Catalyzing health systems change: Training traditional bonesetters in Ghana

Traditional bonesetters learn splinting techniques during the AO Alliance course on Basic Principles of Fracture Treatment in Wa, Ghana

AO Alliance-led pilot project in Ghana - supported by the AO’s Strategy Fund—teaching injury-care techniques to traditional bonesetters, successfully concludes its pilot phase.

Traditional healers and bonesetters play a significant role in sub-Saharan Africa, as they are often the go-to primary healthcare providers in low-income countries and their remote rural areas. This is true especially in Ghana, where, in 2021, there were only 52 trauma and orthopedic surgeons for a population of over 30 million.

“The rate of traditional bonesetter-related limb gangrene, disability, infections, and death in Ghana is alarming, particularly among children,” said Dr Dominic Konadu-Yeboah, who serves as AO Alliance faculty and is head of trauma and orthopedics at Komfo Anokye Teaching Hospital (KATH) in Kumasi, Gha­na.

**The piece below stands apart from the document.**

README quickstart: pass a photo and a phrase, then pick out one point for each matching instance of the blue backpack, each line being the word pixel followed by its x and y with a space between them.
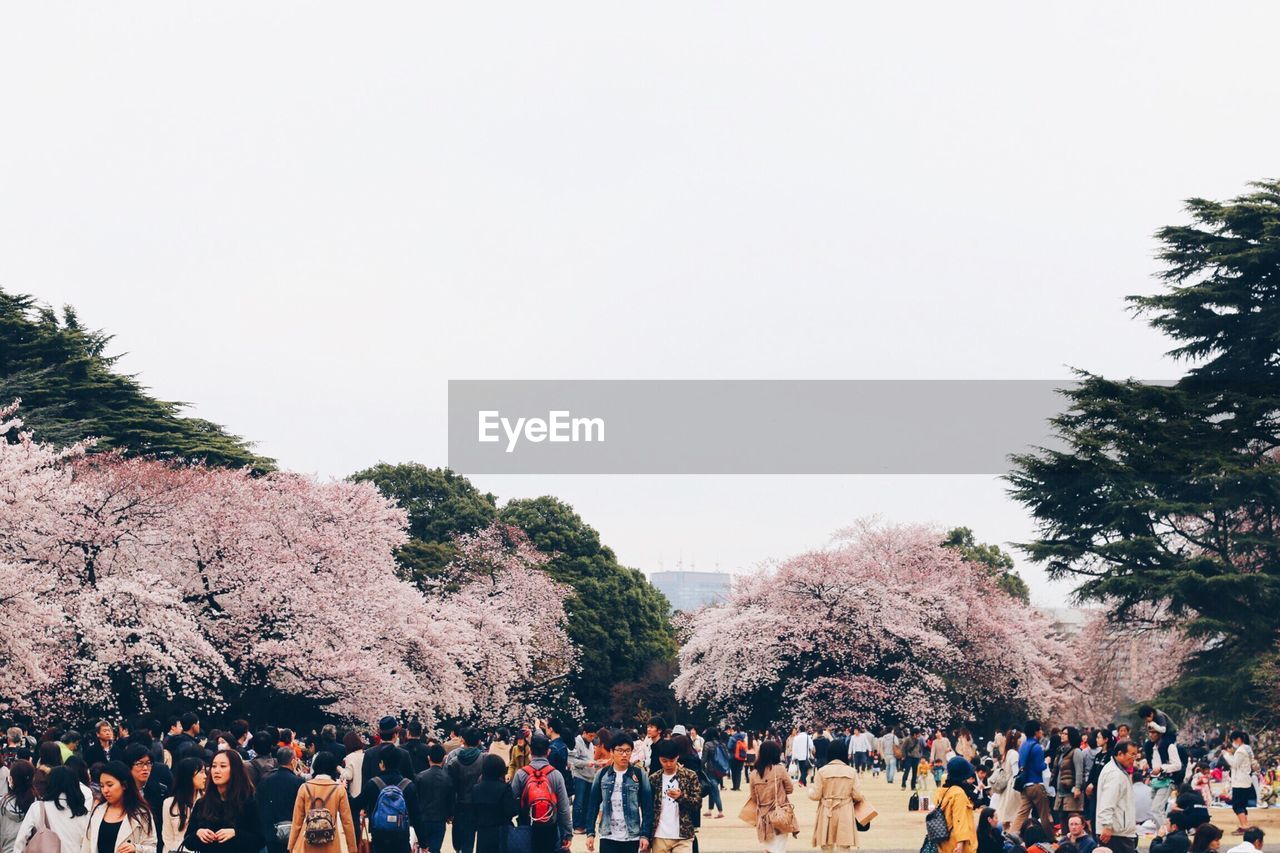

Under his leadership, AO Alliance launched the Traditional Bonesetter Training Program in Ghana in 2021 with support from the AO's Strategy Fund, with the goals of preventing complications from traditional bonesetter treatments and preventing lifelong disability though fracture care education.

 

Impact

Under Konadu-Yeboah’s supervision, AO Alliance mapped and recruited traditional bonesetters to participate in the program from three regions across the country: Ashanti, Northern, and Upper West. Since April 2021, six educational events were organized in these regions with a team of local surgeons and educators, attracting 197 bonesetters from the cities Kumasi, Tamale, and Wa.

In addition to following lectures by experienced trauma and orthopedic surgeons, small-group discussions, and practical exercises, visits to teaching hospitals were set up to expose bonesetters to appropriate nonoperative methods of fracture treatment. The practical exercises were specifically tailored for bonesetters and involved the use of local tools adapted to better meet modern clinical standards for stabilizing fractures.

Data from Tamale Teaching Hospital (TTH) and KATH reveal an increase in referrals from bonesetters to TTH for the period between April 2021 and April 2022, and a 57 percent decrease in bonesetter-related amputations since the training began.

The trainings were so well received by the bonesetters that they set up associations—one for each of the three regions—with the help of AO Alliance and its local partners at TTH and KATH. By June 2022, over 200 bonesetters joined the associations. When a bonesetter-related complication is recorded in the hospital, the project team informs association leaders, who then trace the responsible bonesetter, educate them on how to prevent such a complication, and then enroll them into the association.

“I decided to do this AO Alliance course to improve what I was doing. I learned a lot. I would like to thank AO Alliance for bringing this training to the bonesetters, and for the collaboration with the hospitals so that if there are complicated cases that we can’t treat, we refer them to the hospitals for further treatment,” said Yussif Abudu Babia, a bonesetter from Gwolu.

 

Recognition

Yeboah’s abstract on the program, “Training Traditional Bonesetters in Basic Principles of Fracture Treatment: A Proof of Concept,” has been selected for an Orthopaedic Trauma Association (OTA) 2022 Humanitarian Scholarship Award.